(Lucas 1,26-38) LOS SUEÑOS que Dios tiene, se los propone a los hombres. Nunca nos fuerza, siempre nos invita. Siempre respeta nuestra libertad y espera que los acontecimientos alegres y difíciles de nuestra historia nos hagan madurar en el amor, nos permitan descubrir su rostro que es Misericordia.
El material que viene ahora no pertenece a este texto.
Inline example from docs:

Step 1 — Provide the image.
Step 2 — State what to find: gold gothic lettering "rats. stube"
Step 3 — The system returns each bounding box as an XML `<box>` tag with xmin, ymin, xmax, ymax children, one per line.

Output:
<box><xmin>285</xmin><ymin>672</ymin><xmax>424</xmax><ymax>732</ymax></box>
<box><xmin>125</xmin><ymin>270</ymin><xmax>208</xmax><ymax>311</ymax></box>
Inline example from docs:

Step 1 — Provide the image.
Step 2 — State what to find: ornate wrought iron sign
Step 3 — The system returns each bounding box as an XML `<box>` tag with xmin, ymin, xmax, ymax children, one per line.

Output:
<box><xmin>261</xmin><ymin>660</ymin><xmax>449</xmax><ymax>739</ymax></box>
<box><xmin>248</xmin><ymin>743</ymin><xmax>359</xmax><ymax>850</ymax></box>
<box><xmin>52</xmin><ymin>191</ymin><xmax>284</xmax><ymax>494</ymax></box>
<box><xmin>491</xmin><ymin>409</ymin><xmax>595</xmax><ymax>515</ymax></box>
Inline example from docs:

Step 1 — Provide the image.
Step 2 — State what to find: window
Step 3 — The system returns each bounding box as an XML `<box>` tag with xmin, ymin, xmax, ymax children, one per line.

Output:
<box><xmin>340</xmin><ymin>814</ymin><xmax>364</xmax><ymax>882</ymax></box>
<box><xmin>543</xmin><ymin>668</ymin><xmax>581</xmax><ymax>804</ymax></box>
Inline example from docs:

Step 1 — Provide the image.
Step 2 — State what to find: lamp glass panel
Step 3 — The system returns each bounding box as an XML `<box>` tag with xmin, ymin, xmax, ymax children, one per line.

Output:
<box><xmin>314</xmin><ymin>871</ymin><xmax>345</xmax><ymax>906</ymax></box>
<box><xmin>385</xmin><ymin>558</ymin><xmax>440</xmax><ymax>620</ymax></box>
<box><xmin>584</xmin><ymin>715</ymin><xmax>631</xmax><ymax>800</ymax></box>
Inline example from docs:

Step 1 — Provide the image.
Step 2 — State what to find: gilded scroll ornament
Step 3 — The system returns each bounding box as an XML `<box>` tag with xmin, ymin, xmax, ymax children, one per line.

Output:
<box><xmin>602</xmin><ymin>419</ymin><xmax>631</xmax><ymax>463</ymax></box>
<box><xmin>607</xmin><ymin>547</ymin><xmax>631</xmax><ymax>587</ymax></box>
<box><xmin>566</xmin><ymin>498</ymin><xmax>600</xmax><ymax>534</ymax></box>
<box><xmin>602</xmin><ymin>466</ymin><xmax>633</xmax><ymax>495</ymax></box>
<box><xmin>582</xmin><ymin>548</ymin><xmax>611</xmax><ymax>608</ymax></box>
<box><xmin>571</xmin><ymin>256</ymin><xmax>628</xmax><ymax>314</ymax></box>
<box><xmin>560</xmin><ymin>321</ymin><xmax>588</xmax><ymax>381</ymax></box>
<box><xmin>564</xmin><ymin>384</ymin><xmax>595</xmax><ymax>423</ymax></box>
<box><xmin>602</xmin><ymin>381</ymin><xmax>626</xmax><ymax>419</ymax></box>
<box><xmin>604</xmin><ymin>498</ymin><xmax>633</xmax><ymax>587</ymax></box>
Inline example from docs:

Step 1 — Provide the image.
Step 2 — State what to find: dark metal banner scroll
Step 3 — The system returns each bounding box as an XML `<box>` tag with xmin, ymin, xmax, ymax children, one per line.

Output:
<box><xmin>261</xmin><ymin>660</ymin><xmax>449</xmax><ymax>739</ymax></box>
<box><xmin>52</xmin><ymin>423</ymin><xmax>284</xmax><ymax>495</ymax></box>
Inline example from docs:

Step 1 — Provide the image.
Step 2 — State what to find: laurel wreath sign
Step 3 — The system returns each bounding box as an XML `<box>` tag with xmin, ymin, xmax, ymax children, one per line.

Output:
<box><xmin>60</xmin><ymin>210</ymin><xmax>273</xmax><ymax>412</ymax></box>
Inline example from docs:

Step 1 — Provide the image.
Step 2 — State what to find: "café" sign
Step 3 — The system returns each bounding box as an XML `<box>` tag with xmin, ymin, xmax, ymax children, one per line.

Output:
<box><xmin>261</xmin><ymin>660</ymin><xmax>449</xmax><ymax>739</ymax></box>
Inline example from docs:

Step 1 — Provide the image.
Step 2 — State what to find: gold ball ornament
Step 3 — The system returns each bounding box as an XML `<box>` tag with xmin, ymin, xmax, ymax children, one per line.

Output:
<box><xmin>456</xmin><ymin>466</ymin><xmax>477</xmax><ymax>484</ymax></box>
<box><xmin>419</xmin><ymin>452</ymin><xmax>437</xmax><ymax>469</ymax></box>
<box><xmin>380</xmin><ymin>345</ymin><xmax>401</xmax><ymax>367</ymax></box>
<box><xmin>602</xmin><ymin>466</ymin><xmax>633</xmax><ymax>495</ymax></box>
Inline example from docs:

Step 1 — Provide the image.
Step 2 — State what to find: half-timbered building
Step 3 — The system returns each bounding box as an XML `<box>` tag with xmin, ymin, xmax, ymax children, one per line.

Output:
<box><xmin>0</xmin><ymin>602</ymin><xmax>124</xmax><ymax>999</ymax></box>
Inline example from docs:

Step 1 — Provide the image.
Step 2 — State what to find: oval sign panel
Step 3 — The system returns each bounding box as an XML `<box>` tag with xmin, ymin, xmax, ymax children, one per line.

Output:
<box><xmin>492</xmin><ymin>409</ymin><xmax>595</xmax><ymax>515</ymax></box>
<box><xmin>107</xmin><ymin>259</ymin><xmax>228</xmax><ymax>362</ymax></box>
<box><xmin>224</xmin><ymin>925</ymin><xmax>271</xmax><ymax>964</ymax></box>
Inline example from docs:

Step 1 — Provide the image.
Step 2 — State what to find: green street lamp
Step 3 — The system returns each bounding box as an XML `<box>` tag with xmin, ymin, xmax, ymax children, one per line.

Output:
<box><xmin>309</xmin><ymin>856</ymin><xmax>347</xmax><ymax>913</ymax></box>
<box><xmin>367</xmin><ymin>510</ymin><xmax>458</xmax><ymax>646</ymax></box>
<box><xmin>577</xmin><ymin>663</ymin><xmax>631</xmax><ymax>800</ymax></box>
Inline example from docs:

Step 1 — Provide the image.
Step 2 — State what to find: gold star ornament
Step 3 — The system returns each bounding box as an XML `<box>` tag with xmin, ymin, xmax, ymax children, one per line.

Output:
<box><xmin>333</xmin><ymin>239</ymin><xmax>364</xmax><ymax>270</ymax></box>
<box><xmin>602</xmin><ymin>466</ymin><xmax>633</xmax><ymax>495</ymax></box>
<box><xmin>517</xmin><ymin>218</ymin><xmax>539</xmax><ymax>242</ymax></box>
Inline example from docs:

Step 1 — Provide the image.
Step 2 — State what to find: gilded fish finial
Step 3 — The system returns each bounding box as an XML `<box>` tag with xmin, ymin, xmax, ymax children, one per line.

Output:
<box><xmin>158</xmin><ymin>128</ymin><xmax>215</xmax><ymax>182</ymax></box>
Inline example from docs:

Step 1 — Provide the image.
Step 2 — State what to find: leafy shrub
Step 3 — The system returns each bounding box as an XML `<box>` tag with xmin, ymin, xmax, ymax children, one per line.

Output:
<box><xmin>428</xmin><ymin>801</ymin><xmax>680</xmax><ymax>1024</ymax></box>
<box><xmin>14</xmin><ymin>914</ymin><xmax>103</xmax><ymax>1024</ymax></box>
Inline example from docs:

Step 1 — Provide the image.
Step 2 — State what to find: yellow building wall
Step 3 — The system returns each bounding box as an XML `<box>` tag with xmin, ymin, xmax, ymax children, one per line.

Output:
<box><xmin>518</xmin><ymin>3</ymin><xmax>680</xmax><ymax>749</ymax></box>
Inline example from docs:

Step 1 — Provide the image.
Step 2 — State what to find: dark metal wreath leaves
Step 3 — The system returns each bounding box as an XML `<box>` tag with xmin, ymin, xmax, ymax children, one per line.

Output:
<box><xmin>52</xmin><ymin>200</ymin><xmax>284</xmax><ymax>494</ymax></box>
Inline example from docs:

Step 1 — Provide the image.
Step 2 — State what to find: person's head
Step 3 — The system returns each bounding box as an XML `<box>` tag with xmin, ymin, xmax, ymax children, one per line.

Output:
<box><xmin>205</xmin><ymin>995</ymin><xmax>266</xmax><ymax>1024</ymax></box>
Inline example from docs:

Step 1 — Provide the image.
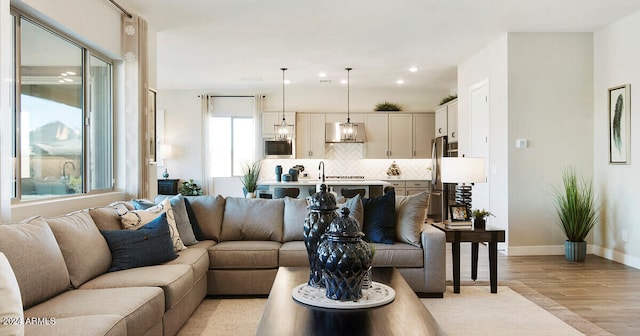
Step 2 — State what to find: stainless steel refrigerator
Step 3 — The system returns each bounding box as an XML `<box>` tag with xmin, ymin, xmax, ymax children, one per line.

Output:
<box><xmin>427</xmin><ymin>136</ymin><xmax>452</xmax><ymax>222</ymax></box>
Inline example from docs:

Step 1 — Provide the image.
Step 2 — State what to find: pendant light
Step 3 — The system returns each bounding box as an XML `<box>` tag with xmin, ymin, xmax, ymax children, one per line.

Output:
<box><xmin>340</xmin><ymin>68</ymin><xmax>358</xmax><ymax>141</ymax></box>
<box><xmin>274</xmin><ymin>68</ymin><xmax>289</xmax><ymax>141</ymax></box>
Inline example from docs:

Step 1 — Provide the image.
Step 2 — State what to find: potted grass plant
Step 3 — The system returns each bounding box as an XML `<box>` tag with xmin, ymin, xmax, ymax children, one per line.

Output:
<box><xmin>555</xmin><ymin>167</ymin><xmax>599</xmax><ymax>262</ymax></box>
<box><xmin>240</xmin><ymin>161</ymin><xmax>262</xmax><ymax>198</ymax></box>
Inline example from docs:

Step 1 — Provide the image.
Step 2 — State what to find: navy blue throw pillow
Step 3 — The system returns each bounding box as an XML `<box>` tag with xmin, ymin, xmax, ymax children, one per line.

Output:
<box><xmin>100</xmin><ymin>213</ymin><xmax>178</xmax><ymax>272</ymax></box>
<box><xmin>184</xmin><ymin>197</ymin><xmax>207</xmax><ymax>241</ymax></box>
<box><xmin>362</xmin><ymin>191</ymin><xmax>396</xmax><ymax>244</ymax></box>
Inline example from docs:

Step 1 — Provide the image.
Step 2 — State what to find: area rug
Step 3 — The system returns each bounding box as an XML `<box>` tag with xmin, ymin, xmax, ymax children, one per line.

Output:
<box><xmin>178</xmin><ymin>282</ymin><xmax>611</xmax><ymax>336</ymax></box>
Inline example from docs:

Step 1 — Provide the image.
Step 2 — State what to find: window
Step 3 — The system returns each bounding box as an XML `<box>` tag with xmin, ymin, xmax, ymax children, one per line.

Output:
<box><xmin>14</xmin><ymin>14</ymin><xmax>113</xmax><ymax>200</ymax></box>
<box><xmin>209</xmin><ymin>117</ymin><xmax>255</xmax><ymax>177</ymax></box>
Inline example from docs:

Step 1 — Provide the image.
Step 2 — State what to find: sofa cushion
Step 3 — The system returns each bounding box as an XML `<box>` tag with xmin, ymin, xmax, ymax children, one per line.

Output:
<box><xmin>152</xmin><ymin>194</ymin><xmax>198</xmax><ymax>246</ymax></box>
<box><xmin>120</xmin><ymin>200</ymin><xmax>187</xmax><ymax>251</ymax></box>
<box><xmin>283</xmin><ymin>197</ymin><xmax>309</xmax><ymax>242</ymax></box>
<box><xmin>336</xmin><ymin>195</ymin><xmax>364</xmax><ymax>230</ymax></box>
<box><xmin>24</xmin><ymin>314</ymin><xmax>127</xmax><ymax>336</ymax></box>
<box><xmin>209</xmin><ymin>241</ymin><xmax>281</xmax><ymax>269</ymax></box>
<box><xmin>278</xmin><ymin>241</ymin><xmax>309</xmax><ymax>267</ymax></box>
<box><xmin>396</xmin><ymin>191</ymin><xmax>430</xmax><ymax>247</ymax></box>
<box><xmin>85</xmin><ymin>203</ymin><xmax>132</xmax><ymax>230</ymax></box>
<box><xmin>0</xmin><ymin>217</ymin><xmax>70</xmax><ymax>308</ymax></box>
<box><xmin>24</xmin><ymin>286</ymin><xmax>164</xmax><ymax>335</ymax></box>
<box><xmin>184</xmin><ymin>197</ymin><xmax>205</xmax><ymax>241</ymax></box>
<box><xmin>182</xmin><ymin>195</ymin><xmax>227</xmax><ymax>241</ymax></box>
<box><xmin>79</xmin><ymin>265</ymin><xmax>195</xmax><ymax>310</ymax></box>
<box><xmin>0</xmin><ymin>252</ymin><xmax>24</xmax><ymax>335</ymax></box>
<box><xmin>100</xmin><ymin>212</ymin><xmax>178</xmax><ymax>272</ymax></box>
<box><xmin>362</xmin><ymin>191</ymin><xmax>396</xmax><ymax>244</ymax></box>
<box><xmin>220</xmin><ymin>197</ymin><xmax>284</xmax><ymax>242</ymax></box>
<box><xmin>45</xmin><ymin>211</ymin><xmax>111</xmax><ymax>288</ymax></box>
<box><xmin>372</xmin><ymin>243</ymin><xmax>424</xmax><ymax>267</ymax></box>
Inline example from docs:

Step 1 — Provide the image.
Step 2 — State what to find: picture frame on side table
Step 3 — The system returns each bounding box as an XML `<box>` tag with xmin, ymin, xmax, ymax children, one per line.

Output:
<box><xmin>609</xmin><ymin>84</ymin><xmax>631</xmax><ymax>164</ymax></box>
<box><xmin>449</xmin><ymin>205</ymin><xmax>469</xmax><ymax>222</ymax></box>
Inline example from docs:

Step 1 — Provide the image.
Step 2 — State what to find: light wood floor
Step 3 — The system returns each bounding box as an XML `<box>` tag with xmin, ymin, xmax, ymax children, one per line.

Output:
<box><xmin>447</xmin><ymin>243</ymin><xmax>640</xmax><ymax>335</ymax></box>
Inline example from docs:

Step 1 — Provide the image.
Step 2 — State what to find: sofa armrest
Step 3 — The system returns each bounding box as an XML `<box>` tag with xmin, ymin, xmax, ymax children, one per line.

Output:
<box><xmin>421</xmin><ymin>224</ymin><xmax>447</xmax><ymax>293</ymax></box>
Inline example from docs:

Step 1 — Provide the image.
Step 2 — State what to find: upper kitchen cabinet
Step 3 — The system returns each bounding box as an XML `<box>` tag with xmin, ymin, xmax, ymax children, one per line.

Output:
<box><xmin>435</xmin><ymin>99</ymin><xmax>458</xmax><ymax>143</ymax></box>
<box><xmin>413</xmin><ymin>113</ymin><xmax>436</xmax><ymax>159</ymax></box>
<box><xmin>296</xmin><ymin>113</ymin><xmax>325</xmax><ymax>159</ymax></box>
<box><xmin>262</xmin><ymin>112</ymin><xmax>296</xmax><ymax>138</ymax></box>
<box><xmin>364</xmin><ymin>113</ymin><xmax>413</xmax><ymax>159</ymax></box>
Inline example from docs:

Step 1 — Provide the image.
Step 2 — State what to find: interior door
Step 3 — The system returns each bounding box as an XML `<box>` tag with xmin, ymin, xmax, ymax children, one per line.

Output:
<box><xmin>471</xmin><ymin>81</ymin><xmax>491</xmax><ymax>217</ymax></box>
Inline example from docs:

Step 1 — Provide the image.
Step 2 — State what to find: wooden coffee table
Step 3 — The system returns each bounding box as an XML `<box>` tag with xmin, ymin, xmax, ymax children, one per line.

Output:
<box><xmin>256</xmin><ymin>267</ymin><xmax>444</xmax><ymax>336</ymax></box>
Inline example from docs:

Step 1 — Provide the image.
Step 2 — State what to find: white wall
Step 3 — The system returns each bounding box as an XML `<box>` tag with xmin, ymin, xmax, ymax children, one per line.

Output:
<box><xmin>458</xmin><ymin>34</ymin><xmax>509</xmax><ymax>241</ymax></box>
<box><xmin>593</xmin><ymin>12</ymin><xmax>640</xmax><ymax>268</ymax></box>
<box><xmin>458</xmin><ymin>33</ymin><xmax>593</xmax><ymax>254</ymax></box>
<box><xmin>507</xmin><ymin>33</ymin><xmax>593</xmax><ymax>254</ymax></box>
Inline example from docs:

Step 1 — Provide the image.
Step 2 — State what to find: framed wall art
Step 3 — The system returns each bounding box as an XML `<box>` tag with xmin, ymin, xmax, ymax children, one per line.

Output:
<box><xmin>609</xmin><ymin>84</ymin><xmax>631</xmax><ymax>164</ymax></box>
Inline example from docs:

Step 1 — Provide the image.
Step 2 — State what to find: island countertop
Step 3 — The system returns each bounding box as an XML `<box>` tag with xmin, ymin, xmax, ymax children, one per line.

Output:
<box><xmin>258</xmin><ymin>179</ymin><xmax>390</xmax><ymax>187</ymax></box>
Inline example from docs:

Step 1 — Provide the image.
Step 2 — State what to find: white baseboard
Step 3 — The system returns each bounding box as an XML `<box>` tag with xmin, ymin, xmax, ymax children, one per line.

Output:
<box><xmin>501</xmin><ymin>244</ymin><xmax>640</xmax><ymax>269</ymax></box>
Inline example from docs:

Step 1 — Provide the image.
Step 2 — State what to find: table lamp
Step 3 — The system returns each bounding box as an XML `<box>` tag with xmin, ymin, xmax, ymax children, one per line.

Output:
<box><xmin>440</xmin><ymin>157</ymin><xmax>486</xmax><ymax>219</ymax></box>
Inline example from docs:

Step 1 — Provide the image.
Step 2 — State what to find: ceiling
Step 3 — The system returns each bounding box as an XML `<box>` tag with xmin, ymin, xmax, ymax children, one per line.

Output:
<box><xmin>117</xmin><ymin>0</ymin><xmax>640</xmax><ymax>92</ymax></box>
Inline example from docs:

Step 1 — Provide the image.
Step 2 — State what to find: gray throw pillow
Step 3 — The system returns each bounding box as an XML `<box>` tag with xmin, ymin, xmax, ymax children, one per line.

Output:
<box><xmin>152</xmin><ymin>194</ymin><xmax>198</xmax><ymax>246</ymax></box>
<box><xmin>396</xmin><ymin>191</ymin><xmax>430</xmax><ymax>247</ymax></box>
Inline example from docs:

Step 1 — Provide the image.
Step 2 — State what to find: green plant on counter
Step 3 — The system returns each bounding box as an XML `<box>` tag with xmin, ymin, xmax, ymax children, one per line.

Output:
<box><xmin>375</xmin><ymin>101</ymin><xmax>402</xmax><ymax>111</ymax></box>
<box><xmin>471</xmin><ymin>209</ymin><xmax>495</xmax><ymax>219</ymax></box>
<box><xmin>440</xmin><ymin>95</ymin><xmax>458</xmax><ymax>105</ymax></box>
<box><xmin>240</xmin><ymin>161</ymin><xmax>262</xmax><ymax>193</ymax></box>
<box><xmin>178</xmin><ymin>179</ymin><xmax>202</xmax><ymax>196</ymax></box>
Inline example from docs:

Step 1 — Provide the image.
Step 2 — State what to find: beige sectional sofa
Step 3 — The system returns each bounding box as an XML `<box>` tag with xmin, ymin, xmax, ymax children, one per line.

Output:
<box><xmin>0</xmin><ymin>192</ymin><xmax>445</xmax><ymax>335</ymax></box>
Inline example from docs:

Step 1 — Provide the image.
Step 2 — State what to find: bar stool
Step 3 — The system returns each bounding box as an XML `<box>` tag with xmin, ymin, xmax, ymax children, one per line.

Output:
<box><xmin>273</xmin><ymin>187</ymin><xmax>300</xmax><ymax>198</ymax></box>
<box><xmin>340</xmin><ymin>188</ymin><xmax>367</xmax><ymax>198</ymax></box>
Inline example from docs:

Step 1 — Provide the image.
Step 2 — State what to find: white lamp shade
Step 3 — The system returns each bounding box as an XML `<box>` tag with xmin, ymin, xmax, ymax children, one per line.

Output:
<box><xmin>158</xmin><ymin>144</ymin><xmax>173</xmax><ymax>160</ymax></box>
<box><xmin>440</xmin><ymin>157</ymin><xmax>485</xmax><ymax>183</ymax></box>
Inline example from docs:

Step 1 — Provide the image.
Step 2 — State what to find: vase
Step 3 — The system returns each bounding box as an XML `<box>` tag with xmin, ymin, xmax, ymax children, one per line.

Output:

Cuando hablamos de María de Nazaret, los sacerdotes solemos alabar su humildad y sencillez. Pero en el relato de la Anunciación, cuando Dios propone a aquella débil muchacha ser la madre del salvador, y espera su respuesta afirmativa para realizarlo, quien de verdad aparece con una humildad que sobrecoge es Dios mismo. Dios había soñado con hacer de la humanidad, enfrentada y dividida, esclavizada por el pecado y la violencia, un pueblo de hermanos. Lo había pensado hacer a través de su propio Hijo hecho hombre. Y para realizar ese sueño le pide colaboración a aquella muchacha de la aldea de Nazaret; y esperó, en silencio, el silencio de María, hasta que pronunció: “Hágase en mí según tu Palabra”.
Dios hizo soñar a María de Nazaret su propio sueño. También a nosotros nos propone sus sueños de liberación y salvación del pueblo; también a nosotros nos propone su sueños de una humanidad que vive en fraternidad, donde no hay enemigos, donde todos son hermanos, donde cada persona abre su cuerpo y su espíritu a la presencia de su bondad.
Todos nosotros podemos escuchar nuestro nombre de labios del propio Dios en los acontecimientos de nuestra vida; a todos nos propondrá impulsar su Reino; a todos llenará de Vida Nueva nuestra vida; sus caminos serán sorprendentes para todos, como lo fueron para la virgen de Nazaret.